Park Chang-Hyun, Yoon Uicheul, Lee Phil Hyu, Kim Jinna, Lee Seung-Koo, Shin Na-Young
Division of Artificial Intelligence and Software, College of Artificial Intelligence, Ewha Womans University, Seoul, Republic of Korea.
Department of Biomedical Engineering, College of Bio and Medical Sciences, Daegu Catholic University, Gyeongsan, Republic of Korea.
Front Aging Neurosci. 2025 Jul 16;17:1579326. doi: 10.3389/fnagi.2025.1579326. eCollection 2025.

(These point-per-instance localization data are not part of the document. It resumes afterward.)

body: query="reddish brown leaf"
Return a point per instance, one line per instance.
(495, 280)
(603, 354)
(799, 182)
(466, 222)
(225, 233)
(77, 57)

During the prodromal stage of Parkinson's disease (PD), brain structural alterations precede clinical diagnosis and offer opportunities for early detection. We investigated whether combining clinical non-motor markers with an MRI-based brain structural marker could enhance predictive performance for PD conversion.
Individuals with prodromal symptoms ( = 46, 63.5 ± 7.6 years, 24 males) were selected from the Parkinson's Progression Markers Initiative dataset. We developed a machine learning classifier to identify individuals with brain structural patterns similar to PD based on cortical thickness and white matter integrity. Its predictive performance for PD conversion was assessed alone and combined with clinical non-motor markers such as rapid eye movement sleep behavior disorder and olfactory dysfunction.
Six individuals converted to PD within 4 years. The MRI marker classified 21 individuals as having PD-like brain patterns, including all six converters. When combined with olfactory dysfunction, the approach achieved optimal performance with 100% sensitivity, 80% specificity, and 90% balanced accuracy, outperforming individual markers and other combinations.
MRI-quantified brain structural similarity to PD, particularly when combined with olfactory assessment, significantly enhances prediction of PD conversion in individuals with prodromal symptoms. This accessible, multimodal approach could facilitate early identification of high-risk individuals for targeted interventions and clinical trials.
在帕金森病(PD)的前驱期,脑结构改变先于临床诊断出现,为早期检测提供了机会。我们研究了将临床非运动标志物与基于MRI的脑结构标志物相结合是否能提高对PD转化的预测性能。
从帕金森病进展标志物计划数据集中选取有前驱症状的个体(n = 46,63.5±7.6岁,24名男性)。我们开发了一种机器学习分类器,根据皮质厚度和白质完整性来识别具有与PD相似脑结构模式的个体。分别评估其对PD转化的预测性能,以及与快速眼动睡眠行为障碍和嗅觉功能障碍等临床非运动标志物相结合时的预测性能。
4年内有6名个体转化为PD。MRI标志物将21名个体分类为具有类似PD的脑模式,其中包括所有6名转化者。当与嗅觉功能障碍相结合时,该方法达到了最佳性能,灵敏度为100%,特异度为80%,平衡准确度为90%,优于单个标志物及其他组合。
MRI量化的与PD相似的脑结构,特别是与嗅觉评估相结合时,能显著提高对有前驱症状个体PD转化的预测。这种易于采用的多模态方法有助于早期识别高危个体,以进行有针对性的干预和临床试验。